Portuguese Castle, Qeshm |
I guess this leg will be as close as I'll come to a beach holiday on this trip. I'm on an island in the Persian Gulf. Sun, palm trees, salt air: the climate here feels so nice.
A few nights ago when I arrived into Bandar Abbas, the port city on the mainland, I spent my first evening just sitting on the sea wall, staring out at the Gulf. It was a warm night with lots of other people out: families taking picnics; groups of teenagers who would pull up, three-to-a-motorcycle to also sit alongside the wall; and hookah vendors who were doing brisk business preparing pipes to smoke for 20,000 rials ($2 USD). I was tempted to rent a hookah myself, but abstained.
As I sat on the wall, I realized that the last time I had seen the sea was four months ago, back in Vietnam. Just gazing across a vast body of water with the scent of the sea in the air... I found that for no other reason, just being back in such a setting made me feel refreshed and happy.

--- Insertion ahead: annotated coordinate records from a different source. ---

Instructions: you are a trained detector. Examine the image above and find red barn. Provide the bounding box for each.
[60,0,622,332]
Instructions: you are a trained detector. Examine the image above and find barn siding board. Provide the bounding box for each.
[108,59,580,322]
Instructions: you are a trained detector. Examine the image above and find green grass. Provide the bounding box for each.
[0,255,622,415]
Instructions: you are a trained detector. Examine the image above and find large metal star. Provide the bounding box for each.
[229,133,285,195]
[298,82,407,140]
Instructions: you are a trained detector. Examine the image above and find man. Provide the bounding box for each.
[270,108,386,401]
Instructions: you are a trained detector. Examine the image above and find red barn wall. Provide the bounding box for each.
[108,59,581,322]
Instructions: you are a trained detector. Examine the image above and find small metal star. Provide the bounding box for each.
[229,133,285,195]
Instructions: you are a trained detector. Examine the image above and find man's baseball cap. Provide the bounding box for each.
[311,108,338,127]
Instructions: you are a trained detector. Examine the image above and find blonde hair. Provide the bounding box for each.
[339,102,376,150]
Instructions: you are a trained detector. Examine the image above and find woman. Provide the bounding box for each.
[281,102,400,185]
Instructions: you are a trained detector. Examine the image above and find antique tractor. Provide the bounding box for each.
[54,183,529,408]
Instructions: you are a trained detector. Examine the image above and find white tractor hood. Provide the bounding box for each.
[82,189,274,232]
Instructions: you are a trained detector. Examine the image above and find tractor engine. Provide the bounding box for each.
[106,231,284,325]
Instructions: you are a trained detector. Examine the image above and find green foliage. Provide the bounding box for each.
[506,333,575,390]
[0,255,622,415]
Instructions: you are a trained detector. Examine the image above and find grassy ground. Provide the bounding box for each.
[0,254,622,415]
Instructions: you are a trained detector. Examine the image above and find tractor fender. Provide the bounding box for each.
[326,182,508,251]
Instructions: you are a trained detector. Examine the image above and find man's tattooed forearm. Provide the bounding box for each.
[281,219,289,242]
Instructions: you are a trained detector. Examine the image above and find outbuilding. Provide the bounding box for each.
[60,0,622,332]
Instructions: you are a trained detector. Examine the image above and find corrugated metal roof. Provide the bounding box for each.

Nice as it is to be on a sub-tropical island, I can't spend more than a few days on Qeshm. Prices across Iran have doubled since I was last here just three years ago. Food, accommodation, transportation--everything is so much more expensive now. I've developed a rough measure to gauge prices today. I calculate what the cost would have been when I was last traveling throughout Iran, double it, then throw some change on top for good measure.
Seashore Minaret, Qeshm |
One unrelated quirk of spending money down here: people often ask which currency I want to pay in. Do I want to pay in rials (Iran) or in dirhams (Emirates)? I suppose it's a fair assumption. I'm clearly foreign, with different features and accented attempts at speaking basic Farsi. Around town, I've seen many people who have come here from Arab states on the other side of the Gulf, apparently for shopping or leisure. Those other countries lie just across the water, making this area far more proximate to the Arab world than to any other major city in Iran. I'm sure that right now I'm closer to Dubai and Abu Dhabi than I am to whichever town I'll next move along to within Iran.
Still, I find it amusing that people can't immediately peg me as having come from somewhere beyond the Gulf. Sometimes a shopkeeper will pepper his conversation with basic phrases in Arabic. "Welcome to Iran," or "Thank you," are often said to me in Arabic; I'm happy to carry along with the misconception of that being my native language.
I had been hoping to get out to explore more of the island. I was planning to track down those welcoming boat-builders I'd shared an afternoon with halfway across the island when I visited here three years ago. But, with costs so much higher than I anticipated, I've been keeping entirely to the city of Qeshm itself--just relaxing and taking in the scenery.
I have chatted with some of the locals. A few words of Farsi really do go very far. Just in the short time I've been on this small island, I've met (among others) an archaelogist who works at one the few remnants of European colonialism in the Gulf, a Portuguese castle; a friendly old man working at a hookah cafe who gave me gratis plates of raisins and nuts; and a large group of men visiting from Shiraz, one of whom gave me his phone number and insisted that if I were to come through Shiraz he would have to host me. None of them spoke any English.
Chatting with Tourists from Shiraz |
I think we were mutually baffled to equal degree to encounter one another on a small island off the coast of Iran:
"You speak Chinese? Where are you from? What are you doing here?", a bemused woman who was checking bags at a shop entrance asked me in careful Mandarin.
I had been wondering those exact same questions about her.